International career
- Years: Team / Apps / (Points)
- 1988–1995: Romania / 39 / (32)

Coaching career
- Years: Team
- –: Isa Prime Viterbo

= Nicolae Răcean =

Romania international rugby union player

Nicolae Răcean (born 29 November 1963 in Sărmaș) is a Romanian former rugby union player and current coach of Italian side ASD Tuscia.

He played as a centre.

==Club career==
During his career Răcean played for Romanian clubs Universitatea Cluj and Universitatea Timișoara.

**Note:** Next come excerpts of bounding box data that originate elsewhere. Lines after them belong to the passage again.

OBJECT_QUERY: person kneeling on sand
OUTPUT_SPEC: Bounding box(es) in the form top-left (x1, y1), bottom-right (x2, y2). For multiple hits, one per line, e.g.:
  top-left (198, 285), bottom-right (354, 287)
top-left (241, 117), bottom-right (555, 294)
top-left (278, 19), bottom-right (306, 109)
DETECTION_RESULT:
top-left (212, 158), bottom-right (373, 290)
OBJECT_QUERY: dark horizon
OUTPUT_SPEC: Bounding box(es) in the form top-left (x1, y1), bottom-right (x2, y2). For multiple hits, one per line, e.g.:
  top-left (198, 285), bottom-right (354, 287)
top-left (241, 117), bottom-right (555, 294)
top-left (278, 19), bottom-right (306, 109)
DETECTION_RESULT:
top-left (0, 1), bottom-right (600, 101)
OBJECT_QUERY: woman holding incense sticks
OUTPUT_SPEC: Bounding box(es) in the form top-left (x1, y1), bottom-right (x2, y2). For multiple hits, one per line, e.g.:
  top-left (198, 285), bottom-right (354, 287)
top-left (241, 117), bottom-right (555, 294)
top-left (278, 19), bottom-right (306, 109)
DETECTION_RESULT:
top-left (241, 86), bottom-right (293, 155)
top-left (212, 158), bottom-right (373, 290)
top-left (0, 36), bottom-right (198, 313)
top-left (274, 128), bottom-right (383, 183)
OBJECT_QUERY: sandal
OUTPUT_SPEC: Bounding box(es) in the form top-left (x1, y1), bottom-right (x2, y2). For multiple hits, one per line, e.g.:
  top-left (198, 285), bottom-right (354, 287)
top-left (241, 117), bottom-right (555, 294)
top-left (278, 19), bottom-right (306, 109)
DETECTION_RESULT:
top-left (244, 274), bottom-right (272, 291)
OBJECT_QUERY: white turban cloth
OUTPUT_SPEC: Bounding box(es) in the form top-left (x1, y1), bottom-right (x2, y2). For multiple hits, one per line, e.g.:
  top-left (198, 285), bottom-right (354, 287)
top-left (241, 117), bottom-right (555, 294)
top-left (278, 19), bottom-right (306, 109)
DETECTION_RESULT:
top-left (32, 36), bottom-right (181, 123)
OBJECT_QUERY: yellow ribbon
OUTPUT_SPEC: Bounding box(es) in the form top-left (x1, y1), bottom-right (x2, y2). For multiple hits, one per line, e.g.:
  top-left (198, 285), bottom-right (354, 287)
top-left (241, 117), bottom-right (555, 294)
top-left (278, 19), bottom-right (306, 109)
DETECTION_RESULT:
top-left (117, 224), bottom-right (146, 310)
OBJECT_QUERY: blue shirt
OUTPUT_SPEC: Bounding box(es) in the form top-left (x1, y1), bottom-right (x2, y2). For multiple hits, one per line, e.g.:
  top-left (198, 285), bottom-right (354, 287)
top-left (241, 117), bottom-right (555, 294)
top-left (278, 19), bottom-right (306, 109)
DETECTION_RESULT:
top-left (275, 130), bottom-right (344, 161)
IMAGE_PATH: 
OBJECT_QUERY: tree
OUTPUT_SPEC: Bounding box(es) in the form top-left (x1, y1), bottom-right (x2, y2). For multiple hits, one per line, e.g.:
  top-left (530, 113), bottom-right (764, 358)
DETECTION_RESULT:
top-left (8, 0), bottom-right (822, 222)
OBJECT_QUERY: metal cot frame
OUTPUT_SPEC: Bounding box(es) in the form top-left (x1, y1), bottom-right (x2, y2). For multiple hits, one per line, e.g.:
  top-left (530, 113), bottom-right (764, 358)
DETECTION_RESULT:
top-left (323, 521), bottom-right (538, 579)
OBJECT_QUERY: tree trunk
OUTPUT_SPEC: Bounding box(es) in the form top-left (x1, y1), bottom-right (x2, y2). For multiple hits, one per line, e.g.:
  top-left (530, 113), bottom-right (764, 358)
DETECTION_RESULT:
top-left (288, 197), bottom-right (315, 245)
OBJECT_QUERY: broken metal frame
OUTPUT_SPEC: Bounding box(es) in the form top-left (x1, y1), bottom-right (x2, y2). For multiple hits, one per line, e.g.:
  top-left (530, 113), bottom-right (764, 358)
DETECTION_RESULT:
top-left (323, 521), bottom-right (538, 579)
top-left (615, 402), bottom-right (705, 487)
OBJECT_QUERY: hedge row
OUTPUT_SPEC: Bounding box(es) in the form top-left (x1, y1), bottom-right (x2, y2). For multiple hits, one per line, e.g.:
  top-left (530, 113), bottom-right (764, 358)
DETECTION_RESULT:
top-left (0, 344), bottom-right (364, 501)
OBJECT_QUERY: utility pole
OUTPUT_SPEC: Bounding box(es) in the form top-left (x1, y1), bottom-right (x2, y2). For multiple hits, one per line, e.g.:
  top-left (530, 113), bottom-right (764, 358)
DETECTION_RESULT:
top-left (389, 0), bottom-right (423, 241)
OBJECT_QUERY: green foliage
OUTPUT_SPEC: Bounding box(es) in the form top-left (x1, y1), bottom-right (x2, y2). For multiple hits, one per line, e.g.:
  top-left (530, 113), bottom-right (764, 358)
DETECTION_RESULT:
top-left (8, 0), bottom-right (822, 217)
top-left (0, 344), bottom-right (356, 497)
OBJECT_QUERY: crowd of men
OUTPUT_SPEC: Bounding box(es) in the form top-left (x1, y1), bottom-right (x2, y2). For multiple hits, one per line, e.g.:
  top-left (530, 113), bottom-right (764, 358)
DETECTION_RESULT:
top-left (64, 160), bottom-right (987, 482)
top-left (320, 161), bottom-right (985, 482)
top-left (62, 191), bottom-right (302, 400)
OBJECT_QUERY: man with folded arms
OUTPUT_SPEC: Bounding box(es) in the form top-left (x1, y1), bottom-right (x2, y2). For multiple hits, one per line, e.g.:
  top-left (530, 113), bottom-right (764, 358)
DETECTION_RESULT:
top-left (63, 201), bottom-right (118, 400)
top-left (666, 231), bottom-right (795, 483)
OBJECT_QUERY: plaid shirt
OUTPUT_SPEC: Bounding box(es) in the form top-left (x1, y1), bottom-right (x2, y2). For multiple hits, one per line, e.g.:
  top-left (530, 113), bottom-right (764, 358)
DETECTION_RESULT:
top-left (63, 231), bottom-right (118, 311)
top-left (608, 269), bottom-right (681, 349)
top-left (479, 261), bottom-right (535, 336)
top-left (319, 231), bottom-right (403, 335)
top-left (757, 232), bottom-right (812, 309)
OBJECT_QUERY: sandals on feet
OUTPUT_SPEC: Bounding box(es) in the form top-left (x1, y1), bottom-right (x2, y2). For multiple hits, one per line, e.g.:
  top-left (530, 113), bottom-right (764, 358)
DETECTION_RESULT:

He finished his playing career in Italy.

==International career==
Răcean gathered 39 caps for Romania, from his debut in 1988 to his last game in 1995. He scored 5 tries, 3 penalties and 1 conversion during his international career, 32 points on aggregate. He was a member of his national side for the 2nd and 3rd Rugby World Cups in 1991 and 1995 and played in all 6 group matches and scored a penalty and a conversion against Flying Fijians in Pool 4 match held in Brive-la-Gaillarde, on 12 October 1991.